Start by asking yourself a number of questions, or working through them with a professional broker.
Don’t be afraid of waiting periods, find out how they affect you from an independent professional adviser or the Health Insurance Authority; have your healthcare needs changed recently and if so, how; does everyone on the policy require the same level of cover; what level of hospital accommodation is important to you?
There are a few current market trends to be mindful of. Due to the pressures on pricing from consistent government intervention in the market, insurers have had to increasingly add excesses and shortfalls on various procedures just to continue to offer affordable cover. Most recently the market has developed in the direction of a prefered hospital network.
Leading the way in the introduction of such plans was Aviva’s ‘Focus Plan’ range. These plans cover selected public and private hospitals only, but will offer private accommodation in the hospitals covered. The plans do have excesses for the private hospitals and certain procedural shortfalls.
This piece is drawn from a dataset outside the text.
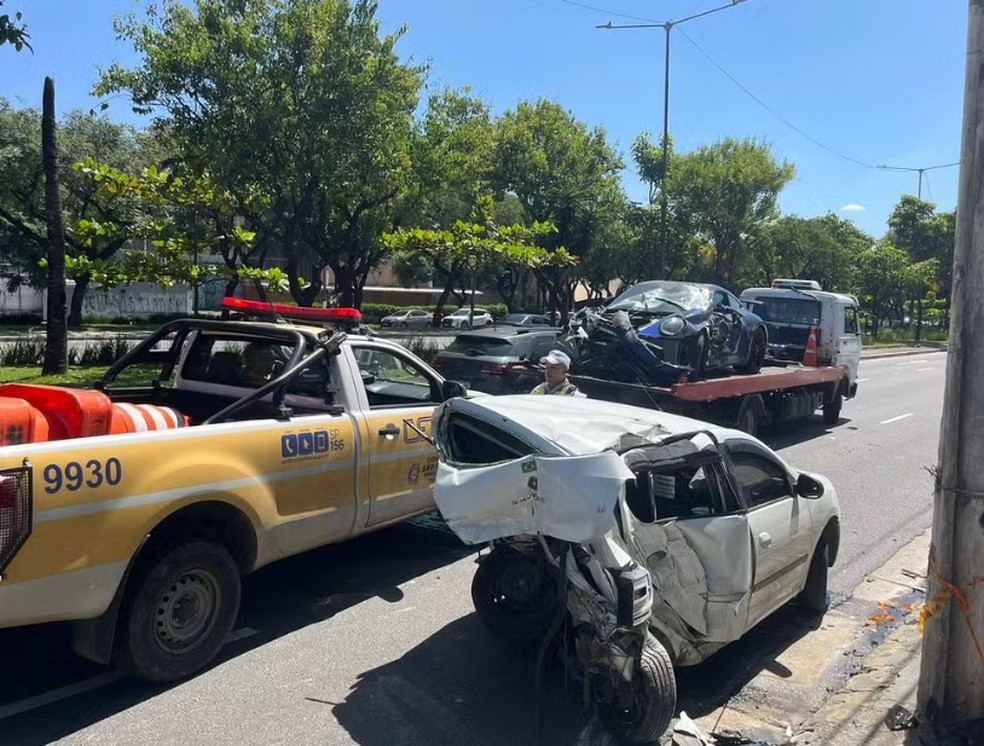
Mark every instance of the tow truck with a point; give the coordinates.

However, they benefit from excellent premiums as a result, with most of them coming in under €800 per annum. As such, these plans were some of the few to remain unaffected by the recent cap in tax relief. So if one is happy with the list of hospitals covered, one can enjoy a level of accommodation that would have traditionally cost closer to €2,000; and cover in one of the country’s three hi-tech hospitals (Beacon), which might typically have cost them over €3,000 per annum. VHI and Laya have also since introduced similar plans.
While these plans will require people to get used to using their cover in a different way and may limit the scope for certain elective procedures, they are still ultimately designed to ensure one has access to the best care available in the quickest timeframe with no worry about the cost of that care.